A Hansi Flick no le ha hecho falta subir a ninguna montaña ni arrasar con el terreno para dejar el mismo olor en su equipo. Y no nos estamos refiriendo al desagradable hedor del napalm, sino al delicioso perfume de la victoria, aquel que emana de los equipos nacidos para la leyenda. El técnico alemán conoce perfectamente esta fragancia: hace un lustro convirtió al Bayern de Múnich en una máquina perfecta, capaz de conquistar un sextete de forma incontestable. El FC Barcelona, lamentablemente, fue una de las víctimas de la apisonadora alemana: el equipo entrenado por aquel entonces por el vaquero Quique Setién, recibió una de las mayores humillaciones en Europa (2-8). El olor a triunfo contra el hedor a podredumbre.
El olor que desprende el equipo de Flick es el mismo que destilaba, en su primer año, el de Pep Guardiola y Luis Enrique: los mismos matices, la misma potencia y una fragancia muy similar. Evidentemente, la composición es muy diferente, pero el aroma despierta los mismos sentidos y sentimientos. El primero, y más importante, es el orgullo del aficionado por su equipo, algo que se había ido diluyendo con los pasos de los años, hasta quedar agazapado en un rincón oscuro.
Los Yamal, Cubarsí, Raphinha, Pedri, Íñigo, Balde, Casadó, Lewandowski y compañía han hecho el milagro de hacer recuperar la fe a las ovejas perdidas y descarriadas del rebaño. Pocos hay, a estas alturas, que no sean fieles creyentes del este Barça, que no pregonen sus cualidades a los cuatro vientos, que no profeticen éxitos, que no dogmaticen sobre un equipo que está llamado a convertirse en leyenda.

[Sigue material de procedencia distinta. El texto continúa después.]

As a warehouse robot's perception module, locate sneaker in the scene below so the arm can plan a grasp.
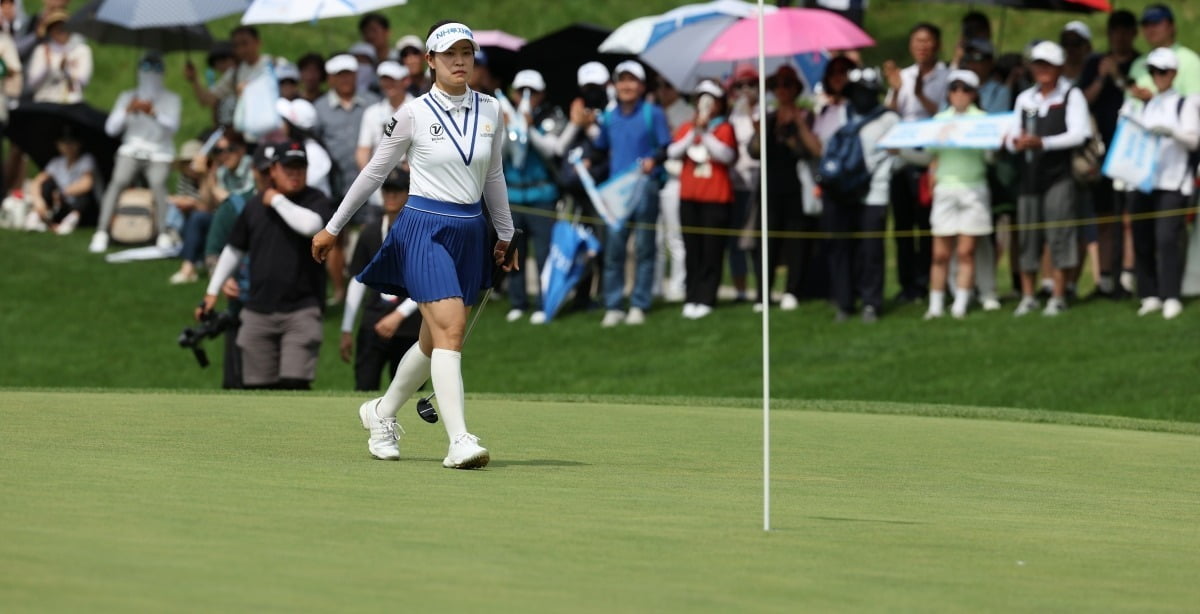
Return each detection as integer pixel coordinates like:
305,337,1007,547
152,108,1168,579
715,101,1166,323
1042,299,1067,318
359,397,404,461
600,309,625,329
1013,296,1038,318
88,230,108,254
1163,299,1183,320
779,293,800,312
442,433,492,469
1138,296,1163,315
54,211,79,235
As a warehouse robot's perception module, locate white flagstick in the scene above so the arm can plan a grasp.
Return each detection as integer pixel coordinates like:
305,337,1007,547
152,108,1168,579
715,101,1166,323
758,0,770,531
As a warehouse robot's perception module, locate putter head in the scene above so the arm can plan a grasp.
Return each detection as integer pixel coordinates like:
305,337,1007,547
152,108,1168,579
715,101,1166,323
416,398,438,425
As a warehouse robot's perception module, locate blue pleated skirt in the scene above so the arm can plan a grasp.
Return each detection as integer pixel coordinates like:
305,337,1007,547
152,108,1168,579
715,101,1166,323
358,195,492,305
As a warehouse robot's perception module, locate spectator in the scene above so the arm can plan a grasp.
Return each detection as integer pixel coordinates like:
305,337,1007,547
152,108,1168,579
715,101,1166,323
25,11,91,104
88,53,180,253
1122,47,1200,320
821,68,900,324
1006,41,1092,315
1129,5,1200,97
595,60,671,327
25,130,96,235
654,76,696,302
1079,11,1139,297
275,98,334,195
749,65,821,311
196,142,334,390
883,23,947,302
925,70,996,320
667,80,738,320
730,65,760,302
396,35,433,98
296,53,328,104
359,13,395,62
340,169,421,390
184,25,271,130
504,70,563,324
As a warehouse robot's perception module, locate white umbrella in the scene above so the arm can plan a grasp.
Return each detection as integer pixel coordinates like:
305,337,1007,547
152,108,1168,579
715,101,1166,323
241,0,408,25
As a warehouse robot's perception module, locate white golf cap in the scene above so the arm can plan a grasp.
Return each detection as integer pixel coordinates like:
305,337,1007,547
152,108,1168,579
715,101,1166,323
376,60,408,80
946,70,979,90
512,68,546,91
396,34,425,53
1062,20,1092,42
275,98,317,130
1030,41,1063,66
692,79,725,98
425,22,479,53
612,60,646,82
346,41,379,60
576,61,611,88
1146,47,1180,71
325,53,359,76
275,62,300,82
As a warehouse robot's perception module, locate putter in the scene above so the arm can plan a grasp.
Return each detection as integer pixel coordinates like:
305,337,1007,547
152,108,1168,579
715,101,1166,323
416,228,524,425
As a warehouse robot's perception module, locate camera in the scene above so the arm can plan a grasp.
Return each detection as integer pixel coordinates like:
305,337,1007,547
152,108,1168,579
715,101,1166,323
179,311,238,367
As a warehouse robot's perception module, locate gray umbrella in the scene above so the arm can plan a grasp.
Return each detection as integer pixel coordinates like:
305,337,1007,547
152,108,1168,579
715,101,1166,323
66,0,212,53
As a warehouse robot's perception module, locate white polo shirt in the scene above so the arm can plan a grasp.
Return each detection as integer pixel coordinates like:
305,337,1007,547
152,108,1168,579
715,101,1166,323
325,86,512,241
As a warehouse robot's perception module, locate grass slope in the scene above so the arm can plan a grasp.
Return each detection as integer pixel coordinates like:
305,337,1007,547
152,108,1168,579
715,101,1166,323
0,391,1200,612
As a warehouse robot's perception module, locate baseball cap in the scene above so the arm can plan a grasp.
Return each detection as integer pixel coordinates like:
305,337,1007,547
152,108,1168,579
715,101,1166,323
1146,47,1180,71
325,53,359,74
1062,20,1092,42
576,61,611,88
1030,41,1063,66
425,22,479,53
946,70,979,90
1141,5,1175,25
512,68,546,91
612,60,646,82
275,98,317,130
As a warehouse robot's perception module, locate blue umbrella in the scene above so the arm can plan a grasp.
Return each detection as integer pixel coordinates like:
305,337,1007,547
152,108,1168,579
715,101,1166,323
541,219,600,321
96,0,250,30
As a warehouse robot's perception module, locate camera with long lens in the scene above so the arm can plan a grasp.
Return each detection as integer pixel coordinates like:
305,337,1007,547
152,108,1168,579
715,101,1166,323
179,311,238,367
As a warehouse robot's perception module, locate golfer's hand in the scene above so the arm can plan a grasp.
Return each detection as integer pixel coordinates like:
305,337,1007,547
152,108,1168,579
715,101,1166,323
492,241,521,272
193,294,217,321
312,228,337,263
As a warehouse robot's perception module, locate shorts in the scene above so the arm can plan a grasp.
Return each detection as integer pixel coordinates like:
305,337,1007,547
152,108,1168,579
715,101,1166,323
929,186,992,236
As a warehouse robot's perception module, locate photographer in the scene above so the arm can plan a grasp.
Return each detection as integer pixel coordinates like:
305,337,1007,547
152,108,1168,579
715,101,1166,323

Flick es ahora mismo el Kilgore del Barça. Un técnico que conoce muy bien el olor a la victoria, que ha subido las colinas más difíciles y ha salido triunfador, que cuenta con una guardia pretoriana fiel hasta la médula, que ha convertido a su equipo en una bomba de napalm, donde el olor a victoria se confunde con el del sudor y el esfuerzo. El técnico alemán no necesita ir a pecho descubierto, ni soltar cuatro bravatas incendiarias, más propias de un sociópata, para haber transformado el FC Barcelona en una arma de disuasión perfecta, que produce temor y respeto allá donde va.